Wednesday, February 3, 2010

Kata yang Sulit

Umm, sulit sekali mengungkapkannya. Bukan karena saya tak suka bicara, bukan juga karena saya tak bisa. Kamu tahu sekali ini keahlian saya. Tapi begitu harus mengungkap sebuah rasa dengan satu kata saja, kelu sekali rasanya lidah ini. Ingin saya cari persamaan katanya, agar nantinya terdengar lebih halus, lebih memanjakan harga diri saya, namun tetap kamu mengerti maksud sebenarnya. Tapi sudah sejak tadi saya putar otak saya, tak berhasil juga saya temukan padanannya.

Bukan, ini bukan benci. Sungguh tak ada alasan untuk membencinya. Tidak bisa juga disebut iri, saya paham saya lebih beruntung dari dia.

Ini tentang perasaan yang ingin sekali saya siram dengan air dingin agar segera padam panasnya. Perasaan yang saya tolak mentah-mentah kehadirannya, yang selalu coba saya tampik kebenarannya. Tentang rasa yang malu saya akui keberadaannya. Saya bukan wanita yang dengan mudah kehilangan kepercayaan atas diri saya. Saya tahu saya pun berharga. Tapi apa harganya saya bila tanpa kamu. Dan kalimat itu yang terus berbunyi seperti sirine, menguing berulang kali, mengganggu telinga saya. Saya ketakutan, saya menjadi diam. Dan lalu kamu bilang saya menyebalkan.

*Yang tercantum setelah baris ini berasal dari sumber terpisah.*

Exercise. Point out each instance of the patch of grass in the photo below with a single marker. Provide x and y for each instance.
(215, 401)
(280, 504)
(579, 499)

Hey, memangnya kamu saja yang sebal. Saya juga. Bukan padanya, namun pada perasaan yang saya biarkan terus membanjiri saya hingga sebatas leher. Saya khawatir sebentar lagi saya tenggelam. Lalu hangat senyummu hanya akan menggoda saya dari atas permukaan.

undefined

Ini tentang rasa yang setiap mulai saya tuliskan, ingin segera saya hapus dan saya tiadakan hingga tak tersisa bahkan tanda titik dan komanya. Tentang rasa yang tak pernah saya inginkan terbaca oleh siapapun, lebih-lebih olehmu. Saya pikir, ini adalah catatan saya yang paling saya rutuki keberaniannya tampil dalam situs dunia maya.

Baru saat malam membiarkan keraguan saya sendiri berselimutkan sepi. Lalu gelap yang semakin pekat berhasil membuat sinar kecilnya berpendar terlihat lebih jelas. Sayup saya harus mengakui, bahwa ini tentang sesuatu yang mereka sebut cemburu. Kata yang sesungguhnya terlanjur saya hafal benar ketika bersinggungan dengan lukisan rindu yang saya timang-timang sayang. Lukisan tentangmu yang tak pernah rela saya perkenankan bila terbubuh tanda tangan yang mengukir nama lain selain saya dibawahnya.

Rasa yang tak pernah berhasil saya ungkap lebar-lebar, terbuka diatas telapak tangan. Meski sekalipun saya telah berani menyayangi seorang kamu.